Andrew William Gale (born 28 November 1983) is an English cricket coach and former first-class cricketer, who was first XI coach of Yorkshire County Cricket Club from 2016 to 2021. He also co-owns Pro Coach Cricket Academy, with his business partner Chris Brice, providing cricket coaching by professional cricketers.

==Life and career==
Born in Dewsbury, West Yorkshire, Gale first played cricket for Gomersal Cricket Club when he was eight years old. He also played in the Yorkshire Central League. He later moved to Cleckheaton Cricket Club, hoping initially to become a footballer, before joining Driffield in the Yorkshire League. He played for England Youth teams from U15 to U19 level, and made his first-class debut as a left-handed batsman for Yorkshire in 2004. In nine first-class matches, up to the end of 2006, he scored 297 runs, with a best of 149 against Warwickshire in 2006, at an average of 18.56.

He became a more regular member of Yorkshire's one-day and Twenty20 teams, and played six one day internationals for England's Under 19s, captaining that team. In November 2007, he signed a new three-year contract with Yorkshire.

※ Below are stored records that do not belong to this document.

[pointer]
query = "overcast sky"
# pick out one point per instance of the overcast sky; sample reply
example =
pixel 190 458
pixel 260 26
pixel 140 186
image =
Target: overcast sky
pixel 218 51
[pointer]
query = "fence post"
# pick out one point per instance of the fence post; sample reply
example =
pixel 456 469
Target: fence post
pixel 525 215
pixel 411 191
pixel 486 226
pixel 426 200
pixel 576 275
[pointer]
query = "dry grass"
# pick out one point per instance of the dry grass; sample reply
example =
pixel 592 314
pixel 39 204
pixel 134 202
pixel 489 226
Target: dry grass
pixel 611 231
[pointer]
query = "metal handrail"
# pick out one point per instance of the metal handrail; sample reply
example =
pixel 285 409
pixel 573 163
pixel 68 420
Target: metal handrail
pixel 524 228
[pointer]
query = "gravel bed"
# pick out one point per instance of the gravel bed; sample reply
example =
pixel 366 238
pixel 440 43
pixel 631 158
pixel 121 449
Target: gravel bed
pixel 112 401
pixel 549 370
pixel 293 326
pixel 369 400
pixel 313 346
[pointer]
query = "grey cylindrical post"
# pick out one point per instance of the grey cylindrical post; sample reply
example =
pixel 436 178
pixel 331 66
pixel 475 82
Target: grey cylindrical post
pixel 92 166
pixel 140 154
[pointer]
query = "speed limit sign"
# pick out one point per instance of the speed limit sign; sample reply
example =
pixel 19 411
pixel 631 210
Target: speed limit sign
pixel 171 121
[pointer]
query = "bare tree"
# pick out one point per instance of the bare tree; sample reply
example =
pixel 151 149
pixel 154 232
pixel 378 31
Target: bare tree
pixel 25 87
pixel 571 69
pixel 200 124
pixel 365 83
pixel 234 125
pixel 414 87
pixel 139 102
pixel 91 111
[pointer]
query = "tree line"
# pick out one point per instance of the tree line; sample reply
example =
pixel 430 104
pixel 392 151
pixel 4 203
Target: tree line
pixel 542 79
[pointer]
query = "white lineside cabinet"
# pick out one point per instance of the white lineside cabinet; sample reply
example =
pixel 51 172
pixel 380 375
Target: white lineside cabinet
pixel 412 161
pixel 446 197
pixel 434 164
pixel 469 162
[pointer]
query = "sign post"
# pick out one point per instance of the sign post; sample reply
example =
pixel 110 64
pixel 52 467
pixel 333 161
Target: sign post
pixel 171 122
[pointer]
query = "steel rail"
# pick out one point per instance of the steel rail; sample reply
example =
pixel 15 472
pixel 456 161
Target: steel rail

In December 2009, Anthony McGrath resigned from his post as Yorkshire captain, with Gale being named as his replacement. He became the youngest captain of the county in the post-war era. In January 2014 Gale extended his contract with Yorkshire until 2016. In 2014 he became the first Yorkshire captain to lift the LV County Championship for 13 years, and he won it again as captain the following year. Gale received a two-match ban in 2014 after accusations were made of him verbally abusing Lancashire batsman Ashwell Prince in September. The England and Wales Cricket Board (ECB) referred the matter to the Cricket Discipline Commission (CDC), which imposed another suspension and ordered Gale to attend an anger management course. Prince accepted that he had been involved in time-wasting and whilst he didn't like Gale's tone and the way Gale spoke to him, did not detect any racism from Gale, making a point that it was the umpires who made the report, not himself.

At the end of the 2016 season, Gale retired from first-class cricket and became Yorkshire's first XI coach.

==Yorkshire County Cricket Club racism scandal==

In November 2021, he was suspended as Yorkshire head coach because of a racist slur tweeted in 2010. He was sacked by the club in December 2021 along with the Director of cricket and all other members of the coaching staff.

==Personal life==
His brother-in-law is former Yorkshire and now Warwickshire cricketer Tim Bresnan.